Leaves of ½ bunch fresh flat-leaf parsley, finely chopped


  1. Prepare the noodles: Heat the oil in a medium-sized saucepan over medium heat until it shimmers. Add the spinach, stir to coat, cover, and cook for 6 to 7 minutes, until it is completely softened and has released its liquid. Place a fine-mesh sieve over a large bowl. When the spinach has cooked, scoop it and its collected liquid into the strainer. When it is cool enough to handle, squeeze the spinach to get all the liquid out. Set aside the liquid for use in this recipe. Reserve the spinach for another use.
  2. In the bowl of a food processor, combine the flour, baking powder, and salt and pulse to combine. Add the spinach liquid, eggs, and egg yolk and process until just combined into a raggedy ball. Transfer the dough onto a work surface and knead for 2 to 3 minutes until it resists kneading. Place the ball on large sheet of plastic wrap and cover well. Set aside for 45 minutes to 1 hour to relax the gluten.
  3. Meanwhile, bring the soup to a boil in a large saucepan set over high heat. Reduce the heat to a simmer, add the chicken, cover, and cook for 40 minutes, or until the thighs are just cooked through and no longer deep pink inside. Don’t allow the soup to come back to a boil (you are poaching the chicken, and it will fall apart and/or toughen if you poach at a high temperature; in addition, you will be cooking the chicken a bit more later and you don’t want to overcook it—you want moist chicken). When the chicken is cooked, use tongs or a slotted spoon or kitchen spider to transfer it into a small casserole dish or a shallow bowl, and cover with foil. When it is cool enough to handle, cut or tear the meat into 2-inch (or smaller) strips. Discard the bones and gristle. Return the meat to the casserole dish, cover, and set aside. Return the soup to the heat, cover, and simmer until you are ready to add the fixin’s.
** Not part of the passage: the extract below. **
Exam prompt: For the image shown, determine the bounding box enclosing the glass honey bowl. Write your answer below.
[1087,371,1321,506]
  4. When the dough has rested, line a baking sheet with parchment paper. Lightly flour a rolling pin and work surface, place the dough onto it, and roll to a thickness of 1/16th of an inch. Alternatively, if you have a pasta maker or a stand mixer with a pasta attachment, use it now! If you are working by hand, with a sharp knife, cut the rolled dough into rough ⅛-inch by 2-inch strands. If you have a pasta maker or attachment, use the fettuccine cutter and then cut the resulting pieces  into 2-inch long strands. Arrange the pasta on the prepared a baking sheet, making sure none of the strands are touching one another. Dry for 10 to 15 minutes.
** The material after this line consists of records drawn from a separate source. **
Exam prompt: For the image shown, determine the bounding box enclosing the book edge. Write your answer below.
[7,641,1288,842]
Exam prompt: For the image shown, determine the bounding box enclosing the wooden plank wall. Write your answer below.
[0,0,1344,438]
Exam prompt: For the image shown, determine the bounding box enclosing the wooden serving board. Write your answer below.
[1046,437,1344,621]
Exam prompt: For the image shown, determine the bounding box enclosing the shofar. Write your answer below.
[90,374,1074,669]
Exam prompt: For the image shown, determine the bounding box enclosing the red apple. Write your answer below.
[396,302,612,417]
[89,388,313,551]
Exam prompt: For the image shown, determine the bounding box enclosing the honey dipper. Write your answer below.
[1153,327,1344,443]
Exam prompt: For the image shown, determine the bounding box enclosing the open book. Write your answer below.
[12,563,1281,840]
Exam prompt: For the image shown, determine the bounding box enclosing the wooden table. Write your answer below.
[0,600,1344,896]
  5. While the pasta is drying, cut the vegetables: With the spiralizer, spiralize the parsnips, sweet potato, carrots, and leeks, and cut the spirals into 2-inch strips, or if you do not have a spiralizer, cut the vegetables into ⅛- to 1/16th-inch julienne strips that are 2 inches long.
  6. Add the vegetables, the pasta, chicken, and any accumulated juices to the soup, stir well, and cook for 2 to 3 minutes, until the pasta and vegetables are al dente.
  7. Add the chopped dill and parsley, stir, and serve immediately.

Kitchen Tips

  1. Use real chicken soup for this recipe, not just stock or broth.
  2. If you haven’t cooked with leeks before, you need to know a few things: they’re delicious, but they absorb an amazing amount of soil as they grow, so you’ll need to wash them extremely well. First, trim off the tough outer leaves. Then, place the leek on a work surface, hold it by the root end and, with a sharp knife, slice lengthwise, starting about an inch from the root and working your way down the leaves (keeping the root end intact for the moment). Roll the leek over about half a turn, and slice again, so that the once tightly wound leaves hang in big strands from the root end. Wash well under running water, making sure to get in between each strand. When you are satisfied that all the dirt is removed, you can cut off the root end, trim any remaining tough green leaves and soak, slice or chop as the recipe requires.